Ces remèdes n'ayant produit aucun effet, et la fièvre étant
survenue, Denis et Emmerets résolurent de faire de nouveau la transfusion;
ils vainquirent par leur importunité les refus du malade et de
sa femme; mais à peine avaient ils commencé à faire
entrer du sang d'un veau dans ses veines, que le malade s'écria:
arrêtez, je me meurs, je suffoque ; ces transfuseurs ne discontinuèrent
pas pour cela leur opération; ils lui disaient: vous n'en avez
pas encore assez, monsieur; et cependant il expira entre leurs mains.
Surpris et fâchés de cette mort, ils n'oublièrent
rien pour la dissiper; ils employèrent inutilement les odeurs les
plus fortes, les frictions, et après s'être convaincus qu'elle
était irrévocablement décidée, ils offrirent
à la femme, suivant ce qu'elle a déclaré, de l'argent
pour se mettre dans un couvent, à condition qu'elle cacherait la
mort de son mari, et qu'elle publierait qu'il était allé
en campagne; elle n'avait pas voulu accepter leur proposition, et donna
lieu par ses cris et ses plaintes, à la sentence du Châtelet.
Depuis cette sentence, la transfusion a cessé d'être pratiquée
non seulement en France, mais dans les pays étrangers ; l'oubli
dans lequel elle est tombée depuis deux siècles, démontre
manifestement qu'elle est est dangereuse ou tout au moins inutile.

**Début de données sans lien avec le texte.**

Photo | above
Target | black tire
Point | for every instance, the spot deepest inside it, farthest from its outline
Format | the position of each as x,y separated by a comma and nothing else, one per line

Les brigues, les clameurs, la nouveauté, l'esprit de parti peuvent
bien accréditer pour un temps un mauvais remède et en avilir
de bons, mais tôt ou tard la vérité se découvre
: on apprécie les remèdes à leur juste valeur, on
fait revivre l'usage des uns, et on rejette absolument celui des autres.
L'émétique quoique proscrit par une requête des médecins
de la faculté de Paris, n'en a pas moins été employé
par les médecins de Montpellier, ensuite son usage est devenu universel,
et son utilité a été enfin généralement
reconnue, parce qu'en effet c'est un médicament avantageux ; il
n'en a pas été de même de la transfusion.
Nous ne chercherons pas à prouver combien était ridicule
cette opération, que l'on a regardée comme devant conduire
à l'immortalité : le lecteur doit être assez pénétré
des principes de l'écolomie animale, pour que nous n'ayons pas
besoin de lui inspirer de l'éloignement pour ce moyen dont nous
n'avons fait mention ici que pour l'histoire de l'art.»